Every year on February 10, the faithful celebrate a special mass in the Bulgarian Orthodox church of the Presentation of the Virgin Mary in Blagoevgrad, Bulgaria.

They come with their honey pots and candles to honor Saint Charalampos, also known as Haralambos, who is the patron saint of bees, beekeeping, apiarists, and honey.

In this 2:00-minute video by No Comment TV, see how hundreds of honey pots and their candles form a crucifix of light:



Saint Charalampos is said to have lived from 89AD to 202AD in Magnesia on the Maeander, a city in Asia Minor, and his name Χαράλαμπος means 'glowing with joy' in Greek. He was an early Christian priest and may have been a Bishop. He lived during the reign of Emperor Septimius Severus (193-211). At the time of his martyrdom he was 113 years old.

There is a great legendary legacy of miraculous events taking place in his presence, mainly with regards to those who tortured him. He was well known for his ability to miraculously heal his wounds with honey after being tortured, which is how he became the patron saint of bees and honey.

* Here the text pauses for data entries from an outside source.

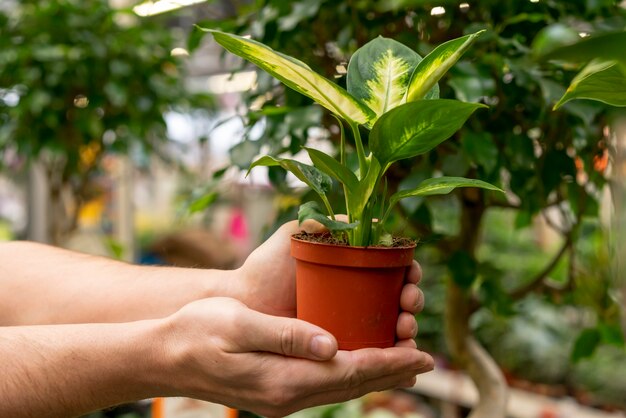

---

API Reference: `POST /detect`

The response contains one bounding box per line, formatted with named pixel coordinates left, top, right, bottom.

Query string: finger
left=240, top=310, right=337, bottom=360
left=398, top=376, right=417, bottom=389
left=299, top=347, right=434, bottom=392
left=396, top=312, right=417, bottom=340
left=406, top=260, right=422, bottom=284
left=400, top=283, right=424, bottom=313
left=394, top=338, right=417, bottom=348
left=286, top=348, right=434, bottom=409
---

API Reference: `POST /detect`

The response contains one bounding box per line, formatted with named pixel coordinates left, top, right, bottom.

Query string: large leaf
left=304, top=147, right=359, bottom=190
left=347, top=36, right=422, bottom=117
left=406, top=30, right=484, bottom=102
left=248, top=155, right=333, bottom=196
left=298, top=202, right=358, bottom=231
left=389, top=177, right=503, bottom=206
left=554, top=59, right=626, bottom=109
left=201, top=28, right=375, bottom=124
left=369, top=99, right=486, bottom=167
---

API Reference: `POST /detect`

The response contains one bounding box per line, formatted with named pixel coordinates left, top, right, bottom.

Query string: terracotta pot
left=291, top=237, right=415, bottom=350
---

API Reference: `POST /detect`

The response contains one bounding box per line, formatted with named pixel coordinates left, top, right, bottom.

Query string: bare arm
left=0, top=242, right=235, bottom=325
left=0, top=298, right=433, bottom=418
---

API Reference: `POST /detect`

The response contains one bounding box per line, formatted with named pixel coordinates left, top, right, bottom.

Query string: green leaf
left=304, top=147, right=359, bottom=190
left=347, top=36, right=422, bottom=117
left=369, top=99, right=486, bottom=167
left=406, top=30, right=485, bottom=102
left=187, top=192, right=218, bottom=214
left=543, top=31, right=626, bottom=63
left=298, top=202, right=357, bottom=231
left=248, top=155, right=333, bottom=196
left=200, top=28, right=375, bottom=124
left=554, top=59, right=626, bottom=110
left=571, top=328, right=602, bottom=363
left=348, top=154, right=382, bottom=218
left=389, top=177, right=504, bottom=206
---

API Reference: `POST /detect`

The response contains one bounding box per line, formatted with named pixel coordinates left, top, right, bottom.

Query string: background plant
left=190, top=0, right=625, bottom=417
left=0, top=0, right=211, bottom=243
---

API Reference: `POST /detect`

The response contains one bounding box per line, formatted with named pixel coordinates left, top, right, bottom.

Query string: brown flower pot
left=291, top=237, right=415, bottom=350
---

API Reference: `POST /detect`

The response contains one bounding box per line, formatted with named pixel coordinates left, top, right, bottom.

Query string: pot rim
left=291, top=232, right=417, bottom=268
left=291, top=232, right=417, bottom=251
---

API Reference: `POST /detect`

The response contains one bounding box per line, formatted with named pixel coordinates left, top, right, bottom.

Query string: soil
left=293, top=232, right=415, bottom=248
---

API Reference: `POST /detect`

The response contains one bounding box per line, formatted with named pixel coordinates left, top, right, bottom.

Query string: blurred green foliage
left=0, top=0, right=212, bottom=242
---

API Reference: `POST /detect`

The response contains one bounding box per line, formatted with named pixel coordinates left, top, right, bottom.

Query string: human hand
left=156, top=298, right=433, bottom=417
left=235, top=221, right=424, bottom=347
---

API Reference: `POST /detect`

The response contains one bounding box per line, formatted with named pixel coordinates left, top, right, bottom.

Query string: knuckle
left=279, top=325, right=296, bottom=355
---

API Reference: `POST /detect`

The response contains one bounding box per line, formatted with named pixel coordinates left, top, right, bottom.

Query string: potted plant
left=203, top=29, right=500, bottom=350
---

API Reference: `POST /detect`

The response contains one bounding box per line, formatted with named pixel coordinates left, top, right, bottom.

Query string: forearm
left=0, top=321, right=163, bottom=418
left=0, top=242, right=238, bottom=325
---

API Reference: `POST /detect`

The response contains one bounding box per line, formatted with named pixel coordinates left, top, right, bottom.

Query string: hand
left=235, top=221, right=424, bottom=347
left=157, top=298, right=433, bottom=416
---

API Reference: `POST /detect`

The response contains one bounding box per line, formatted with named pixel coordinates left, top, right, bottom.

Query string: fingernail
left=311, top=335, right=333, bottom=359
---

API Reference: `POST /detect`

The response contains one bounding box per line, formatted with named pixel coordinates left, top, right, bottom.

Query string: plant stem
left=348, top=122, right=367, bottom=179
left=320, top=195, right=336, bottom=221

Every year the faithful bring hundreds of honey pots and candles and set them on long tables in the shape of a crucifix in the Bulgarian Orthodox church in his honor. They light the candles and pray, asking him to protect their homes and their health. The priest consecrates the honey, and prays as well for the protection and health of his parish.

Today's blog post has a faith-based theme, but we are always interested in anything to do with bees and honey, regardless of view point. This is an ancient aspect of history that reminds us all of the restorative powers of honey.